AI and Machine Learning can make collected data more actionable by drawing analytics from it, keeping in mind customer preferences. AI-based technologies also predict valuations and trends, leading to quick and easy transactions. The use of drones has also contributed to enhanced listings as they are designed for accurate data collection.

4. Creating a real-time data aggregation pipeline

Real-time data is crucial for strategic decisions in any industry, especially in the real estate business due to volatile and fluctuating markets. With fluctuating valuations, lending rates, rentals, and even customer preferences, it is of utmost importance to have a pipeline or system for gathering property data every second for accurate analytics and property intelligence.

There is a need for constant aggregating abilities, speed, and optimal storage. This is a challenge and can't be done manually. Searches need to be refreshed with automation where old data needs modification and replaced with the new one for analytics.

Live data streaming has its challenges, and the use of algorithms based on AI and Machine Learning assists in real-time analytics. Scheduled macros and bots across the globe with different time windows can constantly collect property data from other regions. Based on the requirement and sensitivity of data, scheduling can be done at intervals, continuously, or even generated by any event. And it doesn't end there; there has to be a process to constantly capture and process the data in line with the client's database. This calls for a skilled workforce, automation, and autoscaling to manage changing requirements.

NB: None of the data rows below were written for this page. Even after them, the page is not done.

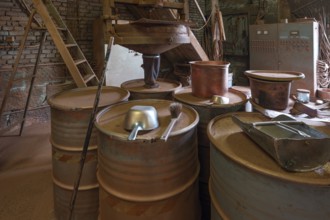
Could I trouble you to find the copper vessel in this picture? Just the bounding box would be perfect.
[190,61,230,98]
[174,87,247,219]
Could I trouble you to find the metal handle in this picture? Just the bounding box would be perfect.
[160,118,177,141]
[127,124,142,141]
[276,122,311,137]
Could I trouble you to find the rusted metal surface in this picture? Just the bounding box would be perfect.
[245,70,305,110]
[95,99,200,220]
[174,87,247,219]
[232,115,330,172]
[48,87,129,220]
[190,61,230,98]
[207,113,330,220]
[120,79,181,100]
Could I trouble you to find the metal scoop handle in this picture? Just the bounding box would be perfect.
[160,118,178,141]
[127,124,142,141]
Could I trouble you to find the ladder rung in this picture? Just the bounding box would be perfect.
[65,44,77,47]
[31,27,47,31]
[13,76,33,83]
[56,27,68,31]
[74,59,87,65]
[84,74,95,83]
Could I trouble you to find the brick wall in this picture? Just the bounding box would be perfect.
[0,0,205,131]
[0,0,102,131]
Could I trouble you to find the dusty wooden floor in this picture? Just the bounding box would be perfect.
[0,122,55,220]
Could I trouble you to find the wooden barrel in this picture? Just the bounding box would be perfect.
[174,87,247,220]
[48,87,129,220]
[207,113,330,220]
[95,99,200,220]
[121,79,181,100]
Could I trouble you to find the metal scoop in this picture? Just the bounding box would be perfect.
[125,105,159,140]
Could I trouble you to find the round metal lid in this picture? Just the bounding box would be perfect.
[95,99,199,140]
[121,79,181,93]
[207,112,330,186]
[244,70,305,81]
[48,86,130,110]
[173,87,247,108]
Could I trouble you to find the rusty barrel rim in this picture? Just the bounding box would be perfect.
[47,86,130,111]
[189,60,230,68]
[120,78,182,94]
[173,87,248,109]
[94,99,199,142]
[207,112,330,186]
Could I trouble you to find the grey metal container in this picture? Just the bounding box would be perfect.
[207,113,330,220]
[174,87,247,220]
[95,99,200,220]
[48,87,129,220]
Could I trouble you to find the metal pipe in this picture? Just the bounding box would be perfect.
[19,31,46,136]
[0,63,65,72]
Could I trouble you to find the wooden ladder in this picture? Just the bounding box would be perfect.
[0,0,99,135]
[33,0,99,87]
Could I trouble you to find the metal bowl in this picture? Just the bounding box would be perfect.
[125,105,159,140]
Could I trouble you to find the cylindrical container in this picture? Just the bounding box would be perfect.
[245,70,305,110]
[48,87,129,220]
[207,113,330,220]
[174,87,247,220]
[190,61,230,98]
[95,99,200,220]
[297,89,310,103]
[121,79,181,100]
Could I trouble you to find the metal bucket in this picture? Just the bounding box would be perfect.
[207,113,330,220]
[174,87,247,219]
[190,61,230,98]
[48,87,129,220]
[95,99,200,220]
[121,79,181,100]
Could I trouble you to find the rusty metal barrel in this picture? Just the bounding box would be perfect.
[174,87,247,220]
[121,79,181,100]
[207,113,330,220]
[95,99,200,220]
[48,87,129,220]
[190,61,230,98]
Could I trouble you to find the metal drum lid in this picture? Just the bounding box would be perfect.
[121,79,181,94]
[95,99,199,140]
[174,87,247,108]
[207,112,330,186]
[245,70,305,82]
[48,86,130,111]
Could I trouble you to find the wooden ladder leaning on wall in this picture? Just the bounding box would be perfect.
[0,0,99,135]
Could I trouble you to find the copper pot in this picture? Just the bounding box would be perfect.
[190,61,230,98]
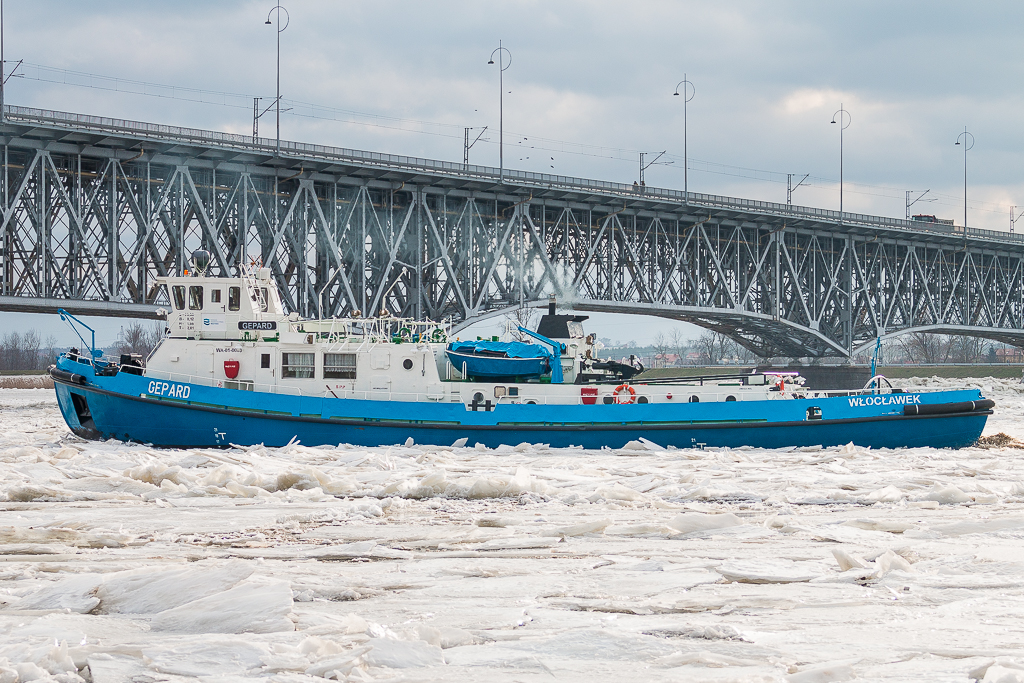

5. Aligning aggregated data with site SEO

Data has no meaning if it doesn’t lead to high organic searches. Listings require constant optimization to increase the ranking and generate high leads. As a property aggregator, you can collect billions of data from multiple and diverse sources and integrate the data with the client's system. But whether the data you gathered is meeting the purpose. This is a specialized skill, and unless you have an SEO team to manage this part, this task is best outsourced.

SEO is not a one-time job; the data needs constant optimization so that the searches keep improving over time. It is an emerging technology getting advanced every single day and therefore the need for continuous up-gradation. Technology like NLP (Natural Language Processing), NLG (Natural Language Generation), TF*IDF (Term Frequency times Inverse Document Frequency), GPT-3 (Generative Pre-trained Transformer Number 3), automated on-page content and non-text optimization, etc. are used to keep the content optimized.

Conclusion

Considering the massive flow of property data from multiple sources, data aggregators have a considerable task. Aggregating data from numerous sources, keeping it clean and enriched is a challenge. Manual automation is no more an option. With AI and Machine Learning technologies gaining pace, it is essential to upgrade for that competitive edge.

Being a volatile and dynamic market, real estate needs constant feed with real-time data. And unless the content is SEO optimized again, it will make no sense for your client. The best option is to get access to technology and a skilled and scalable workforce and outsource such services to experts in the field. Outsourcing will prove cost-effective and fruitful.